Event Date: July 8, 2021 16:15
Runtime and Power-Demand Estimation for Inference on Embedded Neural Network Accelerators
Abstract - Deep learning is an important method and research area in science in general and in computer science in particular. Following the same trend, big companies such as Google implement neural networks in their products, while many new startups dedicate themselves to the topic. The ongoing development of new techniques, caused by the successful use of deep learning methods in many application areas, has led to neural networks becoming more and more complex. This leads to the problem that applications of deep learning are often associated with high computing costs, high energy consumption, and memory requirements. General-purpose hardware can no longer adapt to these growing demands, while cloud-based solutions can not meet the high bandwidth, low power, and real-time requirements of many deep learning applications. In the search for embedded solutions, special purpose hardware is designed to accelerate deep learning applications in an efficient manner, many of which are tailored for applications on the edge. But such embedded devices have typically limited resources in terms of computation power, on-chip memory, and available energy. Therefore, neural networks need to be designed to not only be accurate but to leverage such limited resources carefully. Developing neural networks with their resource consumption in mind requires knowledge about these non-functional properties, so methods for estimating the resource requirements of a neural network execution must be provided. Featuring this idea, the presentation presents an approach to create resource models using common machine learning methods like random forest regression. Those resource models aim at the execution time and power requirements of artificial neural networks which are executed on an embedded deep learning accelerator hardware. In addition, measurement-based evaluation results are shown, using an Edge Tensor Processing Unit as a representative of the emerging hardware for embedded deep learning acceleration.

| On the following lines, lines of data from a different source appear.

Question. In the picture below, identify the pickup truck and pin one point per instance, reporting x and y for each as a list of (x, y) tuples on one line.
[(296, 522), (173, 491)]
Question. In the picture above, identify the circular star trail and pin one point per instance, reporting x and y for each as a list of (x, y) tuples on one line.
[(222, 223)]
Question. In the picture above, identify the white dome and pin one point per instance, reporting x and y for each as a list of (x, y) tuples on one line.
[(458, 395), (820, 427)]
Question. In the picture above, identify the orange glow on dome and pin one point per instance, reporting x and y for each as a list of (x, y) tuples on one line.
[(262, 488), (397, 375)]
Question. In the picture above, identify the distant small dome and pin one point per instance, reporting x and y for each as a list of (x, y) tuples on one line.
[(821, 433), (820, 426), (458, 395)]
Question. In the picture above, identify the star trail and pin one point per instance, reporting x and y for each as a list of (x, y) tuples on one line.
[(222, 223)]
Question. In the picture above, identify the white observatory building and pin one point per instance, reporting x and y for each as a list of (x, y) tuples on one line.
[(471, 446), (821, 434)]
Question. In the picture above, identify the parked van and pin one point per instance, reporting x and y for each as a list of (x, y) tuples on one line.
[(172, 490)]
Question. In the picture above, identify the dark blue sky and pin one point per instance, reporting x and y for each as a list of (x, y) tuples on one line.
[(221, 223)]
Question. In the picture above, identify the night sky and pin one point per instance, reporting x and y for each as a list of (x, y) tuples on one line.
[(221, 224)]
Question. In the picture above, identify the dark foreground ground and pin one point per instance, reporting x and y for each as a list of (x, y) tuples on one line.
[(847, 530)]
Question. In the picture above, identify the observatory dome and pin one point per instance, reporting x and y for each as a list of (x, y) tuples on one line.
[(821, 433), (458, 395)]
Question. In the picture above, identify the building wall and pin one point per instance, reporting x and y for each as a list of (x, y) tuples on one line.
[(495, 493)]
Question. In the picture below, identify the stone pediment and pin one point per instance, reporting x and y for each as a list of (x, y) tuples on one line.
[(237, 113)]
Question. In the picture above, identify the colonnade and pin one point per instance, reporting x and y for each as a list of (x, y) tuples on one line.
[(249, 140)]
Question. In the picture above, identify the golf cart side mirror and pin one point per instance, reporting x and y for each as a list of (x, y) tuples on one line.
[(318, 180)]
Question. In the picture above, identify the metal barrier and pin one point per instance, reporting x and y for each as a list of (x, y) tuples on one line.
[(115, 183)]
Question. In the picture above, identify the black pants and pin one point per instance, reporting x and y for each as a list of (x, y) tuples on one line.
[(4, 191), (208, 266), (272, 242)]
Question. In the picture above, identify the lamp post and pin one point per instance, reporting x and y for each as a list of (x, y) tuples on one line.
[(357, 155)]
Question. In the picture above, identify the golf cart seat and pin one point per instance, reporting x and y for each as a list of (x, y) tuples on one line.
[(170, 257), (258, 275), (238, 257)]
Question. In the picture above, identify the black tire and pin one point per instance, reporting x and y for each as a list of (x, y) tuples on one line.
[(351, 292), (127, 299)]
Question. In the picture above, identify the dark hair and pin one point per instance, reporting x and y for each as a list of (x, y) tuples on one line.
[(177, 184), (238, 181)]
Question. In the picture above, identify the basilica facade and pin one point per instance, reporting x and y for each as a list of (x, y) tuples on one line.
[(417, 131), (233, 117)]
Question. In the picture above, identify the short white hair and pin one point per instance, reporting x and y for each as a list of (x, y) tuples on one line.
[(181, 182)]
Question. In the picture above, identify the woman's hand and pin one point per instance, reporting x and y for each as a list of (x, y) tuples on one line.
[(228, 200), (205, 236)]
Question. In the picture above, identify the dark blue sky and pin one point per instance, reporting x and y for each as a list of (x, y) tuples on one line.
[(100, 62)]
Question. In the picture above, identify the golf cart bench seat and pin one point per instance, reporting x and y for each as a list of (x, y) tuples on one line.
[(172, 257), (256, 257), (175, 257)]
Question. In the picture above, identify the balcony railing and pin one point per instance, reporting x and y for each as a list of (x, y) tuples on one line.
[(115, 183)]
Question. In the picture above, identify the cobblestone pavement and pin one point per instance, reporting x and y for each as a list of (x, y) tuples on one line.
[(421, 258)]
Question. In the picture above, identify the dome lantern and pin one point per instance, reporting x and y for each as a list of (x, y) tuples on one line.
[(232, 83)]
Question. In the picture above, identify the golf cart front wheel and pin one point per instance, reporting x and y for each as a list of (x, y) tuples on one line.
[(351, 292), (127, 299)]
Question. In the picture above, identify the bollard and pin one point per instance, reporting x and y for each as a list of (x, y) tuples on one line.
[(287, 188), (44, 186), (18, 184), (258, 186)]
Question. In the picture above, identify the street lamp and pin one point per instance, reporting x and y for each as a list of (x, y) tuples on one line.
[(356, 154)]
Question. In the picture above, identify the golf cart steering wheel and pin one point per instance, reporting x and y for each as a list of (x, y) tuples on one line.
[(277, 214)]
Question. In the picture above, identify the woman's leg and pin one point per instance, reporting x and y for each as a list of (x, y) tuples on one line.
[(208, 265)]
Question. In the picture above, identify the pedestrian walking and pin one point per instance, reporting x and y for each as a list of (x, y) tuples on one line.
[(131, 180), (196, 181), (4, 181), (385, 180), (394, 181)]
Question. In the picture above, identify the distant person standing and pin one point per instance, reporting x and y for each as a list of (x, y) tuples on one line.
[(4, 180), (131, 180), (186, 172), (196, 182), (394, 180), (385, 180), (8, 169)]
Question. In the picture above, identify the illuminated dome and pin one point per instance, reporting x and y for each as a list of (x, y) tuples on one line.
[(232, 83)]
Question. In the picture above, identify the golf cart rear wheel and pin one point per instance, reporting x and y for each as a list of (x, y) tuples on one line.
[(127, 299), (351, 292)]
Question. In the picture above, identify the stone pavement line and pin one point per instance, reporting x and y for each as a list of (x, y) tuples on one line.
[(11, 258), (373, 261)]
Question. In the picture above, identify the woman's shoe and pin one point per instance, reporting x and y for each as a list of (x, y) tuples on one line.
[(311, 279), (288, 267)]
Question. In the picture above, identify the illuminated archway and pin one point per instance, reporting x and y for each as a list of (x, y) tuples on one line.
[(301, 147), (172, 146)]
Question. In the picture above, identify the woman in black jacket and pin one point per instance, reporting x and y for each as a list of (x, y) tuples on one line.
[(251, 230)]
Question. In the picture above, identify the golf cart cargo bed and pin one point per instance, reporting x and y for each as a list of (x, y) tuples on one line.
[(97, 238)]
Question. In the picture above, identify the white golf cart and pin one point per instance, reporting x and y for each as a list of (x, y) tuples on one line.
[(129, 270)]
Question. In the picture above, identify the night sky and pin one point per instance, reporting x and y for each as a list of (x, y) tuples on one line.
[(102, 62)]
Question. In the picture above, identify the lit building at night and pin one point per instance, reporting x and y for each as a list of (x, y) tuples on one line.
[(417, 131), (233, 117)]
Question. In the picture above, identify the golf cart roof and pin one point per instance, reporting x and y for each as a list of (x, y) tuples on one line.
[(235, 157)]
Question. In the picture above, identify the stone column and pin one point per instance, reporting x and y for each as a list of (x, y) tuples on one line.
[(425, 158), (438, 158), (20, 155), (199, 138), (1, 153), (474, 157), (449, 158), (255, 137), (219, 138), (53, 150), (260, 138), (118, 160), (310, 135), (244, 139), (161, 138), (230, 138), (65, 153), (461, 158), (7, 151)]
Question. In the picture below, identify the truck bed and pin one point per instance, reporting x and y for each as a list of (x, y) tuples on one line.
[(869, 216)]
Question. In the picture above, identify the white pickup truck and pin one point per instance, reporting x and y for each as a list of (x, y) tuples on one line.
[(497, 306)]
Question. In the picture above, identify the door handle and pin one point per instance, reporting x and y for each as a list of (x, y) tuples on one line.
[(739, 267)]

Judith about herself - I am one of the students who studied at the university for a long time and with pleasure. The peaceful humming cips of Friedrich-Alexander University Erlangen-Nuremberg were my home for many years (2012-2020). During this time, I took advantage of the university's rich offerings by participating in competitions (Audi Autonomous Driving Cup 2018, RuCTF 2020, various ICPCs), working at 3 different chairs (Cell Biology, Computer Architecture, Operating Systems) as a tutor/research assistant, not learning two languages (Spanish, Swahili), and enjoying the culinary delights of the Südmensa. I had many enjoyable experiences at the university, but probably one of the best was presenting part of my master's thesis in Austin, Texas during the 'First International Workshop on Benchmarking Machine Learning Workloads on Emerging Hardware' in 2020. After graduation, however, real-life caught up with me and now I am working as a software developer at a company with the pleasant name 'Dr. Schenk GmBH' in Munich where I write fast and modern C++ code.